Adding to the evidence that links prenatal smoke exposure and the development of the nervous system, Toledo-Rodriguez et al. (2010) showed that exon 6 of brain-derived neurotrophic factor, a gene regulated by methylation and involved in brain development and function, showed higher DNA methylation in adolescents who were prenatally exposed to maternal cigarette smoking (Toledo-Rodriguez et al., 2010; Park & Poo, 2013). Finally, Maccani et al. (2010) revealed that the expression of several microRNAs that play critical roles in placental and fetal development changes in response to maternal smoking.
These recent discoveries on tobacco toxicity have come about, in part, because massive funds were made available after successful tobacco litigation efforts by state Attorneys General from 46 states and private litigators. These suits resulted in the 1998 Tobacco Master Settlement Agreement with Philip Morris Inc., R. J. Reynolds, Brown and Williamson, and Lorillard, the four largest U.S. tobacco companies. In exchange for exemption from personal liability claims on behalf of those who suffered damages from smoking, the settlement dissolved tobacco industry research groups, including the Tobacco Institute and the Center for Indoor Air Research, that had perpetuated disinformation by funding researchers around the world. This agreement provided for $206 billion for funding advertising campaigns to discourage smoking and to fund training and basic research on scientific questions.
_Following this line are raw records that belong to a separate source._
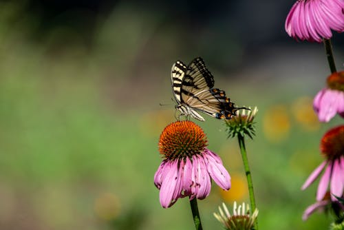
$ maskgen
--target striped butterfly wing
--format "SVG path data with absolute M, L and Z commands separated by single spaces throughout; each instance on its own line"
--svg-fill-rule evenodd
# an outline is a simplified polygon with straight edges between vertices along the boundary
M 224 91 L 213 88 L 214 78 L 200 57 L 189 66 L 177 61 L 172 66 L 171 81 L 181 115 L 204 121 L 197 112 L 200 111 L 219 119 L 230 119 L 236 111 Z

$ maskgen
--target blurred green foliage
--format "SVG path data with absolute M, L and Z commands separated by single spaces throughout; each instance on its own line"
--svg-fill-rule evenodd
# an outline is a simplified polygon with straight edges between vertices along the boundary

Research on commercially profitable materials requires major funding and commitments. Therefore, it is absolutely crucial, particularly for exposures that are relevant in occupational and environmental contexts, to ensure independent funding. Only when that funding is secure can science be carried out without being subject to intense financial, political, and economic pressures. Had that been the case several decades ago, millions of lives would have been spared the damaging impacts of lead, asbestos, and tobacco. As we move into the 21st century, we need to establish safeguards that ensure the independence of funding and the training of scientists responsible for public health studies that aim to prevent, rather than confirm, harm.